Skip to main content

A set of variant file helper utilities built on top of bcftools and htslib.

Project description

bcf_extras

Test Status

Extra variant file helper utilities built on top of bcftools and htslib.

License

bcf_extras is licensed under GPLv3. See the license for more information.

Dependencies

The package requires that bcftools and htslib are installed on your operating system.

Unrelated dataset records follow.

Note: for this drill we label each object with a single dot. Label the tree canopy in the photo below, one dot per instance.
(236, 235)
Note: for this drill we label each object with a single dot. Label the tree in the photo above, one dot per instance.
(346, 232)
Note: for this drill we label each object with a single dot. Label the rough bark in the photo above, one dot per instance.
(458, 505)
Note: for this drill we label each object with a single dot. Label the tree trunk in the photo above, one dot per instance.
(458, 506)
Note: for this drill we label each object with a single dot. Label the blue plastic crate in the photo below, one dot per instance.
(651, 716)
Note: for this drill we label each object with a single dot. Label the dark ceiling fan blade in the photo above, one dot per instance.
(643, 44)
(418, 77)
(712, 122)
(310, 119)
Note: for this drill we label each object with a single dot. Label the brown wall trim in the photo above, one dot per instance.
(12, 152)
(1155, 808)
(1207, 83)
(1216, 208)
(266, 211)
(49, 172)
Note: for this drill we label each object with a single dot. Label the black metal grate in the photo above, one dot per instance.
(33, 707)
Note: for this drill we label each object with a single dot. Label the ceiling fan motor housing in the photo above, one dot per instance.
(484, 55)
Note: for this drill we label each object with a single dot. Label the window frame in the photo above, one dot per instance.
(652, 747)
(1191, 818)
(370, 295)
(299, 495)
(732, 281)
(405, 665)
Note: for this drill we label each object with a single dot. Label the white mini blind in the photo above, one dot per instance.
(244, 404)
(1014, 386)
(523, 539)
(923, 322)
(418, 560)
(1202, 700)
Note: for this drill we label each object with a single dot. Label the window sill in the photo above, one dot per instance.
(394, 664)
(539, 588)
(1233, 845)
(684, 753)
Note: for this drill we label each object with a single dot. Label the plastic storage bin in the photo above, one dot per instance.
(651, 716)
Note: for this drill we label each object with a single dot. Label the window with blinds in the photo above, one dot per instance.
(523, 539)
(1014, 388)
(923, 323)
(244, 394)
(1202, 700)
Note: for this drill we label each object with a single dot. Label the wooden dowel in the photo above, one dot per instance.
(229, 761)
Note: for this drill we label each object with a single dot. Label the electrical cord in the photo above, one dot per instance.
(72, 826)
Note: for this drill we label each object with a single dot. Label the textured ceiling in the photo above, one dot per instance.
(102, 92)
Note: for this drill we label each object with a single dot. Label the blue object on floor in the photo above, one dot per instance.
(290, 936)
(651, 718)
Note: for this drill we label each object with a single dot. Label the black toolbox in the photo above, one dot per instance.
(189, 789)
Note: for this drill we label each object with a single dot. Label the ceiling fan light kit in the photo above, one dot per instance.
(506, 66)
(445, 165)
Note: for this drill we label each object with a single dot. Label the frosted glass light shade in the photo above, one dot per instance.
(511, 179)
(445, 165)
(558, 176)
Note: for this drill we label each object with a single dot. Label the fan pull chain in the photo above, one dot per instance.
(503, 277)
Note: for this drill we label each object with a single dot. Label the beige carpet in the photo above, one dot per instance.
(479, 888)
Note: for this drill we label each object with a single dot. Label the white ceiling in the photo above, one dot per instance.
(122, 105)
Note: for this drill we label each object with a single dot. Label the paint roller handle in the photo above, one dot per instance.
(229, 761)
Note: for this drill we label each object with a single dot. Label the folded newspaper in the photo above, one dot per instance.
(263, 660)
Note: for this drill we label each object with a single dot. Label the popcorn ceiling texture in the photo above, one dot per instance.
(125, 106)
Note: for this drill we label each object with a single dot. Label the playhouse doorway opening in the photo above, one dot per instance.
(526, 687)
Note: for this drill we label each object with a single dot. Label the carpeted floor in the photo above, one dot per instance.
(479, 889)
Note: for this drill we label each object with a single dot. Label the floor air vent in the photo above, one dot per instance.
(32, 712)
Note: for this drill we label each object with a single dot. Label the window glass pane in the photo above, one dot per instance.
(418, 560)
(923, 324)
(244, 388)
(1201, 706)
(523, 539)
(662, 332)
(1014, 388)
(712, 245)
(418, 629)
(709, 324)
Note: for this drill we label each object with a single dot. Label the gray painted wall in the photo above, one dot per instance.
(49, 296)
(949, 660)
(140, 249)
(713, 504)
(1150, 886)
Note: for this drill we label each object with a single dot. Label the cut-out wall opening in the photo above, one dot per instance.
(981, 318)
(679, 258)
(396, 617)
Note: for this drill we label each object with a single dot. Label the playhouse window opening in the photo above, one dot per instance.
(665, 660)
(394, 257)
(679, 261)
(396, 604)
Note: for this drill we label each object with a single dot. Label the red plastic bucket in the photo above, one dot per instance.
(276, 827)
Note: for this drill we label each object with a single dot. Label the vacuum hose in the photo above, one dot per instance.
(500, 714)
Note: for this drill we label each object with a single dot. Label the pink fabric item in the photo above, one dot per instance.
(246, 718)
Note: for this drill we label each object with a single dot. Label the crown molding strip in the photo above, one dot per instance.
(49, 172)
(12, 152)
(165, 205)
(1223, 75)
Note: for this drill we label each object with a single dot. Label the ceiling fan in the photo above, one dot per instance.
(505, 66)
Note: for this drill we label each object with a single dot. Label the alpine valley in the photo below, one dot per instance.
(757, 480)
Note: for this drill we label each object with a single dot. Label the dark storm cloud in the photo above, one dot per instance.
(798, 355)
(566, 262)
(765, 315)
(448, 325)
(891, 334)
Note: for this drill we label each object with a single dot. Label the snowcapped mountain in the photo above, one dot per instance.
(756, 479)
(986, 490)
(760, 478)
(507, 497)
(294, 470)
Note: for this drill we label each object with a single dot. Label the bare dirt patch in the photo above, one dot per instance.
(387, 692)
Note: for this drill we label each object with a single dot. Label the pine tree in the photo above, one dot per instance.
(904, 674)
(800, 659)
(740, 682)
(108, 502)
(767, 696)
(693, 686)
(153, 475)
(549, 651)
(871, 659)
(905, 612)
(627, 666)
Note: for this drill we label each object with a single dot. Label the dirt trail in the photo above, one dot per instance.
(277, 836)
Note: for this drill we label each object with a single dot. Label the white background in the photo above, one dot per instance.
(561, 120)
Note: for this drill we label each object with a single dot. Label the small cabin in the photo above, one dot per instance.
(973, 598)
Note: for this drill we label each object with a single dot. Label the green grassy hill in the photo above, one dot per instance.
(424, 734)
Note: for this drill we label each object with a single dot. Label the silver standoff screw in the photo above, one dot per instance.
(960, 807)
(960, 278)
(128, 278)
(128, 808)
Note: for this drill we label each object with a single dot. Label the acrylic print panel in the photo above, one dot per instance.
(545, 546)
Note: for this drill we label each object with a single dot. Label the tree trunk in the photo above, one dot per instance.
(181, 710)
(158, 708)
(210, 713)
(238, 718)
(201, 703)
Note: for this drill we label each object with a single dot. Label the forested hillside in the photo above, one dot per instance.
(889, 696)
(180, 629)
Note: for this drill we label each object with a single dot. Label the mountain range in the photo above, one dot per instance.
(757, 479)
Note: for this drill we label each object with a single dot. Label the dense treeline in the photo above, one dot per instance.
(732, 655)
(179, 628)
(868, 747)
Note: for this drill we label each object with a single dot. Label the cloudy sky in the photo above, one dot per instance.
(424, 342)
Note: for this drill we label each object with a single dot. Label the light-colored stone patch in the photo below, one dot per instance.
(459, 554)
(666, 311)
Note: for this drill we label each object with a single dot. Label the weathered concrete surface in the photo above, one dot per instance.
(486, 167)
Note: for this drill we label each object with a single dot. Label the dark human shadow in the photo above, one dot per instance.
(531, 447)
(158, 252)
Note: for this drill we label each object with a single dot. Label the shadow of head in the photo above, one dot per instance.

For the str extra, TRtools is required as a pip dependency. This should be handled automatically upon installation, but I have encountered installation issues before (especially when copies of htslib interfere with one another.) Feel free to file an issue to ask about this.

Installation

One can use pip to install either the base bcf-extras or bcf-extras[str], which has additional dependencies and adds some more utilities related to STR calling.

pip install bcf-extras
# or
pip install bcf-extras[str]

What's Included (Base)

copy-compress-index

Creates .vcf.gz files with a corresponding tabix indices from one or more VCFs, sorting the VCFs if necessary.

For example, the following would generate sample-1.vcf.gz and sample-1.vcf.gz.tbi:

bcf-extras copy-compress-index sample-1.vcf

add-header-lines

Adds header lines from a text file to a particular position in the VCF header. Useful for e.g. inserting missing ##contig lines to a bunch of VCFs at once (taking advantage of this + something like GNU parallel.)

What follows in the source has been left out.